We are using mouse genetics, genome-wide CRISPR/Cas screen, and live-cell imaging approach to address this question. In addition, we are taking advantage of pre-myelinating oligodendrocytes as a new model system to study cell death, stress responses, and autophagy to uncover new aspects of cell metabolism. Finally, we are developing genetic tools for targeting, labeling, and manipulation of pre-myelinating oligodendrocytes. Together this work will be valuable in studying oligodendrocyte development and further determining physiological function of pre-myelinating oligodendrocytes in developmental and myelin repair.
The communications between neurons and glial cells, as well as the ones among different glial cell types (astrocytes, oligodendrocytes, and microglia) are critical for normal nervous system function. The molecular and cellular mechanisms underlying these communications remain largely unknown. Oligodendrocyte-axon unit provides an excellent model to study neuron-glia interactions. Specifically, we are interested in the mechanisms that establish the initial axonal ensheathment by oligodendrocyte processes. Recent work showed that, intriguingly, the nervous system is inadequately myelinated; only a small portion of axons are myelinated even in the adulthood. In addition, there are also many unmyelinated segments along the myelinated axons. How do oligodendrocytes choose subsets of axons to myelinate? Is there any selectivity between axons and individual oligodendrocyte’s processes (20-30 per oligodendrocyte) that will myelinate these axons? What are the mechanisms governing the regional and temporal specificity across diverse brain regions? To address these questions, we have established primary oligodendrocyte-neuron co-culture platform as well as multiple in vivo murine systems, including the optic nerve (fully myelinated), the cortex (partially myelinated), and the cerebellum molecular layer (no myelination).
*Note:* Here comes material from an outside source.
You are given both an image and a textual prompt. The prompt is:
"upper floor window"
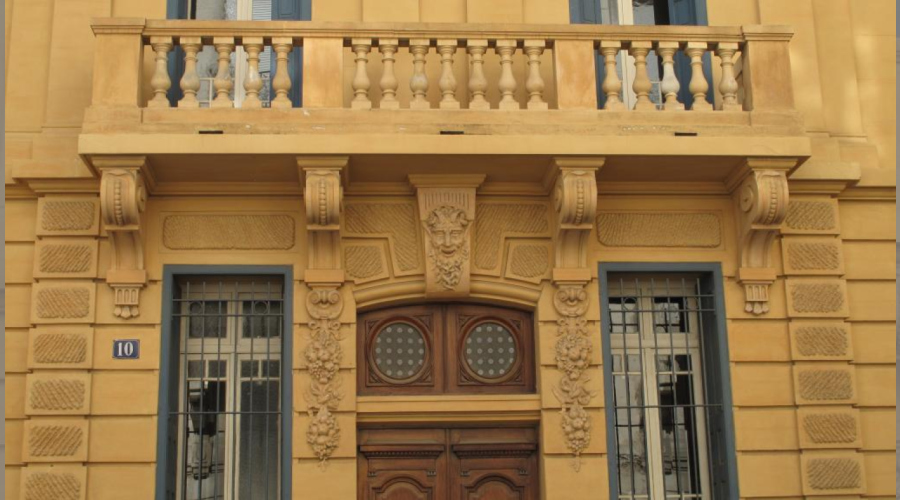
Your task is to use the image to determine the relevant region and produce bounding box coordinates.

Gliosis was observed hundreds of years ago. It is tightly associated with many neurological diseases, including stroke, traumatic injury, multiple sclerosis (MS), Alzheimer’s Disease (AD), and Amyotrophic Lateral Sclerosis (ALS). In recent years, glial abnormality has been shown to occur before the onset of many neurological diseases, suggesting that glial cells may drive disease progression. Therefore, probing glial cells provides a unique angle in understanding and possibly treating these diseases. We are devoted to understanding the mechanisms underlying oligodendrocyte-associated diseases, including demyelinating diseases like neonatal white matter injury and multiple sclerosis. We have identified a few molecular handles and have established several animal models to address demyelination and remyelination mechanisms. In addition, we are interested in non-canonical oligodendrocyte diseases, including psychiatric disease and AD in which oligodendrocyte-specific genes are mysteriously dysregulated.